Miércoles 18 DE Septiembre DE 2019
La Columna

El “beat” de la melancolía

Lado b

Fecha de publicación: 10-09-19
Por: Luis Aceituno

Camilo Sesto tuvo un lugar central en la banda sonora sentimental de los años setenta en Guatemala. Regresar a su cancionero es regresar a una ciudad triste, anegada por la lluvia y sofocada por la dictadura militar, en donde los encuentros y desencuentros ocurrían en cafeterías de escaso encanto y en las camionetas urbanas. Camilo fue el apólogo de los amores contrariados, de las caricias y los besos apurados a la salida de los colegios y las oficinas. El cantante que le dio cuerpo a las intensidades y los deseos reprimidos de una sociedad que se debatía entre el autoritarismo, la mojigatería y los atisbos de modernidad que se filtraban por el cine, la televisión o los radios de transistores. También fue el animador predilecto de rockolas de cantinas donde se lloraban las pérdidas, los desprecios o las frustraciones amorosas. Si Sandro elevó la cursilería a la categoría de drama existencial, Camilo convirtió la melancolía en una experiencia pop, en un sentimiento fundamental para estar de lleno en el mundo contemporáneo. Le puso beat a la tristeza, por así decirlo.

Antes de ser Camilo Sesto, Camilo fue Camilo Blanes –su nombre de pila– y se convirtió en un artista de culto del rock de garaje.
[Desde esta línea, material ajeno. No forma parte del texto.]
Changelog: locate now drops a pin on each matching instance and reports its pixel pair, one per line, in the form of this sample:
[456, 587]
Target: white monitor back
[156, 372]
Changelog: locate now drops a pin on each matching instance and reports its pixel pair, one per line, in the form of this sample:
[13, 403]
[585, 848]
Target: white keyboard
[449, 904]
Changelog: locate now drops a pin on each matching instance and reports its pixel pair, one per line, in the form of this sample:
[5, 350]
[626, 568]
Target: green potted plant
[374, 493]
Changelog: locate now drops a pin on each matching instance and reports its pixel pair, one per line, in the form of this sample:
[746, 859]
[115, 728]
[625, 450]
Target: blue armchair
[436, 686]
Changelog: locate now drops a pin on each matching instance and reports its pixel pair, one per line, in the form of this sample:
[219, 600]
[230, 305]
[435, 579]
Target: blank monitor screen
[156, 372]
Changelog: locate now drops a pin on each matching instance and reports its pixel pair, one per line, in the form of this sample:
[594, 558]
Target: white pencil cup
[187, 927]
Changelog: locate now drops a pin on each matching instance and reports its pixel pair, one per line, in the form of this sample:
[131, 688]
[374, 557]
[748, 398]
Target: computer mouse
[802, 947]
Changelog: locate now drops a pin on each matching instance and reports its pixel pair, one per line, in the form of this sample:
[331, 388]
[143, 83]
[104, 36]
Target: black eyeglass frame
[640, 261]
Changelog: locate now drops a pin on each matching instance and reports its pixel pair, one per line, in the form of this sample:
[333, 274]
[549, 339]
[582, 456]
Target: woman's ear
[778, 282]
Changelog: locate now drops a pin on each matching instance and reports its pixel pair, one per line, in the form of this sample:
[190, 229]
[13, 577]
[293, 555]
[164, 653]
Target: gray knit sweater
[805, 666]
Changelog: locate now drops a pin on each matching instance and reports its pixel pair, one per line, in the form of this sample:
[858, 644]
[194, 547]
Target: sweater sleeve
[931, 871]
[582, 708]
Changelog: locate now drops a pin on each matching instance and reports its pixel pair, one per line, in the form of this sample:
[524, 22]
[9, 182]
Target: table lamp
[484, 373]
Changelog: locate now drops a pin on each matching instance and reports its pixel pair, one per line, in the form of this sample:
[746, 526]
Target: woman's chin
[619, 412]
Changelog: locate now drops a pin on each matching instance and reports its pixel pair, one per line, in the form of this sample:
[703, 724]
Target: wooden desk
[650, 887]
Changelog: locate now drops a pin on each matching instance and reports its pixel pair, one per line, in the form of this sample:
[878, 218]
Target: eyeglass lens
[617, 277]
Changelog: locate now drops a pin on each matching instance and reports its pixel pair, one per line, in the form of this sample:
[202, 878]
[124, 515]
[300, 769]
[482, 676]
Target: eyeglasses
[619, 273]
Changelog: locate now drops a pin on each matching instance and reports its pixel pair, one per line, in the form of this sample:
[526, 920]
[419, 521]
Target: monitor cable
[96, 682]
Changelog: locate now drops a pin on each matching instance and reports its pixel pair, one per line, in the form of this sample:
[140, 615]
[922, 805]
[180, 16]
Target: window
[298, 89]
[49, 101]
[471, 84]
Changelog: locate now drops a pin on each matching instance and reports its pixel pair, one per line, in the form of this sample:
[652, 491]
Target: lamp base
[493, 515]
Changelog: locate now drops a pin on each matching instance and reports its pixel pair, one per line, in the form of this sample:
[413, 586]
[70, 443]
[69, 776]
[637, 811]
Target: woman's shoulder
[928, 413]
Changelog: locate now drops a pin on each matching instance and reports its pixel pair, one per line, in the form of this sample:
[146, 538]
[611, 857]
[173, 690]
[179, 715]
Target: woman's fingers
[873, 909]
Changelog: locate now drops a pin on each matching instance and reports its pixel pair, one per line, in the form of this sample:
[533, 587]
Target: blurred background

Revistas under como la peruana Sótano Beat, dedicada a rescatar antecesores del wild teen punk en Hispanoamérica, le rindieron una insólita pleitesía en los años noventa y se dedicaron a celebrar su lado glam, es decir el glamur casi provocativo (a lo Bowie) que se desprendía de sus atuendos, sus peinados y su maquillaje. Los inicios de Camilo son al lado de Los Daytons y más tarde de Los Botines, que lograron colocar hits como Te voy a explicar o Eres un vago, en franca competencia con Los Bravos y Los Brincos, los dos grupos faro del beat español sesentero –Tarantino incluyó Bring a Little Lovin de Los Bravos en el soundtrack de Había un vez en Hollywood–. Protagonizó además junto a Karina Los chicos del preu, cinta de referencia del pop hispano. Luego vino, ya en los años setenta, Algo de mí, el álbum producido por Juan Pardo (de Los Brincos) que lo convirtió en la sensación de la balada romántica, que le abrió las puertas de Latinoamérica y que lo situó al lado de intérpretes como Roberto Carlos y José José, más tarde convertidos en leyenda. Aunque a decir verdad, fue Camilo el auténtico rey de la “música para planchar”, un género que marcó una época en países como el nuestro.

Pero Camilo Sesto también consiguió una de las versiones más poderosas de Jesucristo Superestrella, la ópera rock de Andrew Lloyd Webber y Tim Rice, en cuya producción llegó a empeñar hasta la camisa. La montó en 1975, en una España aún bajo la dictadura de Franco, y recibió palos por todos lados. Su interpretación en el papel de Jesús es en verdad magnífica, a mi parecer superior a la de Ian Gillan, el mítico vocalista de Deep Purple que llevó la voz cantante en el estreno en Londres, en 1970. En la obra lo acompañaron Ángela Carrasco como Magdalena y Teddy Bautista, también impecable en el papel de Judas.

Con Camilo Sesto se va algo de lo que fuimos, discos de 45 revoluciones que construyeron el paisaje sentimental de una época convulsa.